Once again, symbolic representation was more important than empirical representation. In many maps, the illuminator was most concerned about placing Jerusalem at the center of the Earth, rather than showing how to get there. Yet most maps of that period represent Italy and the Mediterranean fairly accurately.
One last consideration. Medieval maps did not have a scientific purpose but instead responded to the audience’s need for wonder, in rather the same way that popular magazines today show us that flying saucers exist and we are told on television that the pyramids were built by an extraterrestrial civilization. The creators of these maps looked up at the sky with the naked eye to see comets, which the imagination immediately transformed into something that (today) would confirm the existence of UFOs. On many fifteenth- and sixteenth-century maps with a reasonably accurate cartographic layout, mysterious monsters are depicted in the lands where they are supposed to live, and are reproduced on the map in a not entirely mythical fashion.

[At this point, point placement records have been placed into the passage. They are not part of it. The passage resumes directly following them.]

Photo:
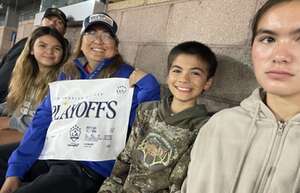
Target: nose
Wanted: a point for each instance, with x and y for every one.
(282, 53)
(184, 77)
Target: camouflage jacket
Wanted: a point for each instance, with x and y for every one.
(157, 153)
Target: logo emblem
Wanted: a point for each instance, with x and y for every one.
(75, 133)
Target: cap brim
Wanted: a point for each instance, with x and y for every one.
(99, 23)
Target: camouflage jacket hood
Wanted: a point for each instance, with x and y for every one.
(156, 155)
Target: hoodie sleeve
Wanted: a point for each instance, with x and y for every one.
(32, 144)
(115, 183)
(148, 89)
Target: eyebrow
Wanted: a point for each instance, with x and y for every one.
(265, 31)
(295, 32)
(270, 32)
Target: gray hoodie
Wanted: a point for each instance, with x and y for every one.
(246, 150)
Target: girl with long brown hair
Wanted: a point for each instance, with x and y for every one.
(38, 64)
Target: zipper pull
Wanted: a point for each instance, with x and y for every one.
(281, 126)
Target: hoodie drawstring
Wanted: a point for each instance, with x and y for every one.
(247, 149)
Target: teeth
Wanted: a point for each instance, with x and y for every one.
(97, 49)
(183, 89)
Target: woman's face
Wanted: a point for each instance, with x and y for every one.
(276, 50)
(47, 51)
(97, 44)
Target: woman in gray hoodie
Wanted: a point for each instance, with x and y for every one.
(256, 147)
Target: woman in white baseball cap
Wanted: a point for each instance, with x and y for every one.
(96, 56)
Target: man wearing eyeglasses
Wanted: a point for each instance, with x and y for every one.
(54, 18)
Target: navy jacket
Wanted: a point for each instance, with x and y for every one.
(27, 153)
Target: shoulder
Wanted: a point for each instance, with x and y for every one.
(230, 114)
(228, 121)
(150, 105)
(125, 70)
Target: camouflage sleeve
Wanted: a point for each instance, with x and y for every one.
(180, 170)
(114, 183)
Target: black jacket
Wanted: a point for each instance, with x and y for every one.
(7, 65)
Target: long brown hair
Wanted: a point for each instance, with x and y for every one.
(71, 71)
(26, 76)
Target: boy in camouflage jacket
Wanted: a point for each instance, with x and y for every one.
(156, 156)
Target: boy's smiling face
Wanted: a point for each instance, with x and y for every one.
(187, 79)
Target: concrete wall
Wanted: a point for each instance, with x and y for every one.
(148, 29)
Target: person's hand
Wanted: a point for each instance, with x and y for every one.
(135, 76)
(10, 184)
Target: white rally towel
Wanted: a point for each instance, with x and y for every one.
(89, 119)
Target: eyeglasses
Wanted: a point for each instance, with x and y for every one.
(94, 35)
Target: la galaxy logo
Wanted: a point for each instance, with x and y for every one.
(121, 90)
(103, 18)
(75, 132)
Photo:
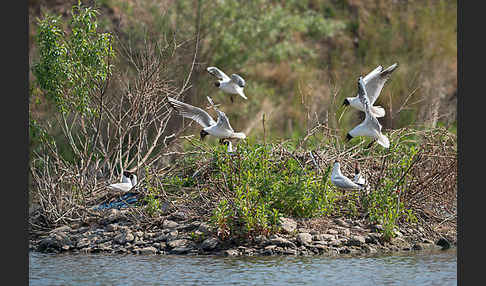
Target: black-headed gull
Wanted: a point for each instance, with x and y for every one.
(229, 147)
(129, 180)
(341, 181)
(374, 82)
(232, 85)
(220, 128)
(370, 126)
(358, 178)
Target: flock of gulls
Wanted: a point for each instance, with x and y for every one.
(369, 88)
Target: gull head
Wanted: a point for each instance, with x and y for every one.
(203, 134)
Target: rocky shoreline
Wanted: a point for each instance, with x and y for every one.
(177, 234)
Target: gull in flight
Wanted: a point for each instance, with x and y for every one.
(129, 180)
(220, 128)
(231, 85)
(374, 82)
(229, 147)
(370, 126)
(341, 181)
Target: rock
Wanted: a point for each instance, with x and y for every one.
(82, 243)
(112, 227)
(169, 224)
(178, 216)
(304, 238)
(204, 228)
(288, 225)
(124, 237)
(188, 227)
(344, 232)
(271, 247)
(368, 249)
(114, 215)
(340, 222)
(426, 241)
(180, 250)
(444, 243)
(177, 243)
(374, 238)
(261, 240)
(64, 228)
(324, 236)
(377, 228)
(148, 250)
(288, 251)
(356, 240)
(332, 231)
(418, 246)
(57, 241)
(281, 241)
(210, 243)
(231, 252)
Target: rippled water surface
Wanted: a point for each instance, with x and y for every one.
(418, 268)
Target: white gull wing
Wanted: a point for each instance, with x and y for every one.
(195, 113)
(238, 80)
(363, 97)
(218, 73)
(372, 73)
(223, 121)
(374, 84)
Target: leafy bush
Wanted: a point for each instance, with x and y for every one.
(73, 65)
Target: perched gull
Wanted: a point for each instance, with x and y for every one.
(374, 82)
(231, 85)
(341, 181)
(229, 145)
(220, 128)
(358, 178)
(370, 126)
(129, 180)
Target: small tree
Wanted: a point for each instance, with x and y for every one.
(73, 66)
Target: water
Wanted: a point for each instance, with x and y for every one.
(420, 268)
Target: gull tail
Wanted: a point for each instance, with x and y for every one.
(389, 70)
(242, 95)
(239, 135)
(383, 141)
(377, 111)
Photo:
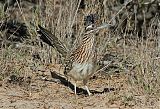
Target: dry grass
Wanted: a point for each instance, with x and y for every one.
(137, 60)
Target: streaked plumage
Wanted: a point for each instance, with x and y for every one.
(80, 62)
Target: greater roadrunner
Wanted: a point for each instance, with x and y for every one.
(80, 62)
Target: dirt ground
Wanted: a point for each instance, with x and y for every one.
(107, 93)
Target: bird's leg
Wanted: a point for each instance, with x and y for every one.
(89, 93)
(75, 91)
(86, 87)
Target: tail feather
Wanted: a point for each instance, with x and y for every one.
(47, 37)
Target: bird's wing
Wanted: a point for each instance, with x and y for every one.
(47, 37)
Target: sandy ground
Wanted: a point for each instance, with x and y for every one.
(108, 93)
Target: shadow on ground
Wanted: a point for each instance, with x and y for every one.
(80, 91)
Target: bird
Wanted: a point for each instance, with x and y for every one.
(80, 63)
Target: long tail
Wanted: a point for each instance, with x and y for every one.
(47, 37)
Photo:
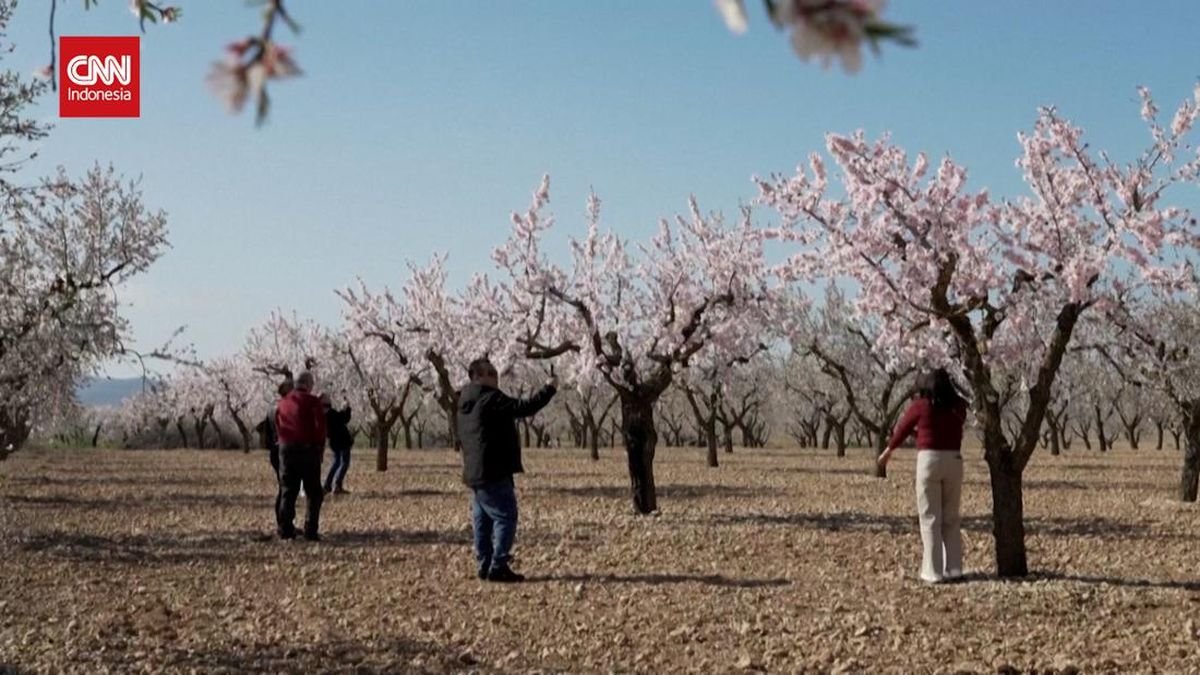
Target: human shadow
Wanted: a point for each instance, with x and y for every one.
(382, 537)
(666, 579)
(665, 491)
(400, 494)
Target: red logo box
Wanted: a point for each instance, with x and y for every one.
(100, 77)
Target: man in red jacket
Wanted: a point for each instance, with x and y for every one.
(300, 424)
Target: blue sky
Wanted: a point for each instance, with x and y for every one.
(420, 125)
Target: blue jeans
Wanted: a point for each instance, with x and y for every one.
(493, 511)
(337, 470)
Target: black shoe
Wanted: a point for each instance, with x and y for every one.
(504, 575)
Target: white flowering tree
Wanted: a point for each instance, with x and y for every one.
(820, 29)
(954, 276)
(875, 389)
(1155, 348)
(432, 333)
(66, 249)
(636, 320)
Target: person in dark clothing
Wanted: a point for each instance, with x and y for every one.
(270, 440)
(337, 424)
(491, 455)
(300, 424)
(268, 437)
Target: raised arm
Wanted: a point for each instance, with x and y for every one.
(503, 405)
(904, 429)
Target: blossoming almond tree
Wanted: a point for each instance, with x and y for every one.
(435, 333)
(1153, 346)
(955, 276)
(639, 321)
(825, 29)
(66, 249)
(844, 345)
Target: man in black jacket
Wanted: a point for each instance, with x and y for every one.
(491, 454)
(270, 440)
(341, 440)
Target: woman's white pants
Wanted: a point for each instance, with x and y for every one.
(939, 502)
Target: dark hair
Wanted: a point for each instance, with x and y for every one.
(479, 368)
(939, 388)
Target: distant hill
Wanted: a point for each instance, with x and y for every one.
(108, 392)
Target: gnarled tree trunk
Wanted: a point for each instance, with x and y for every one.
(641, 438)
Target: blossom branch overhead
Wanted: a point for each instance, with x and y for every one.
(246, 69)
(826, 29)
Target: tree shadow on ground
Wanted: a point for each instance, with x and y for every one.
(142, 500)
(171, 549)
(666, 579)
(147, 479)
(852, 521)
(389, 655)
(1035, 577)
(1114, 581)
(1059, 484)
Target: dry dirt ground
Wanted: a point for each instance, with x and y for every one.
(780, 561)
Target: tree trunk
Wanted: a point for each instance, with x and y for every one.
(881, 443)
(1007, 515)
(1099, 430)
(640, 436)
(1132, 435)
(1191, 477)
(593, 436)
(1055, 449)
(711, 435)
(383, 435)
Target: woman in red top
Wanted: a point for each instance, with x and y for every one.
(937, 416)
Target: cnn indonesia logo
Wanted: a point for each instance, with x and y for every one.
(100, 77)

So let us not be too critical of medieval maps. It is with them that Marco Polo arrived in China, the Crusaders in Jerusalem, and perhaps the Irish or the Vikings in America.
A short aside—is it really true, as legend suggests, that the Vikings reached America? We all know that the real revolution in medieval navigation came with the invention of the stern-mounted hinged rudder. On Greek and Roman ships, as well as those of the Vikings and even those of William the Conqueror who landed on the English coast in 1066, the rudder consisted of two rear side-oars, operated in such a way as to set the intended direction of the boat. The system, apart from being fairly exhausting to use, made it practically impossible to maneuver large wooden vessels. Above all, it was impossible to sail against the wind; to do so, it was necessary to tack—to move the rudder so that each side of the boat faced alternately into the wind, first one side and then the other. Sailors therefore had to limit themselves to navigating close to shore, following the coastlines so that they could take shelter when the wind was unfavorable.
The Vikings (and the same was true for the Irish monks) could never, therefore, have sailed from Spain to Central America, as Columbus would later do. But the picture changes if we imagine they first took a route from Iceland to Greenland, and from there to the Canadian coast. Looking at a map, we can easily see how skilled mariners in longships could succeed (with who knows how many shipwrecks along the way) in reaching the far north of the American continent and perhaps the coast of Labrador.
THE SHAPE OF THE SKY
But let us leave the Earth and look at the sky. Aristarchus of Samos had advanced a heliocentric theory between the fourth and third centuries B.C.E., as Copernicus recorded. Plutarch tells us that Aristarchus was accused of impiety precisely because he had put the Earth in movement so as to explain, through earthly rotation, astronomical phenomena that could not otherwise be accounted for. Plutarch did not agree with this theory and Ptolemy later judged it “ridiculous.” Aristarchus was way ahead of his time, and perhaps he reached his conclusion for the wrong reasons. There again, the history of astronomy is curious. A great materialist such as Epicurus developed an idea that survived for so long that it was still being discussed by Gassendi in the seventeenth century, as well as appearing in Lucretius’s De rerum natura. He suggested that the sun, the moon, and the stars (for many very serious reasons) can be neither larger nor smaller than how they appear to our senses. So Epicurus judged the sun to have a diameter of about thirty centimeters.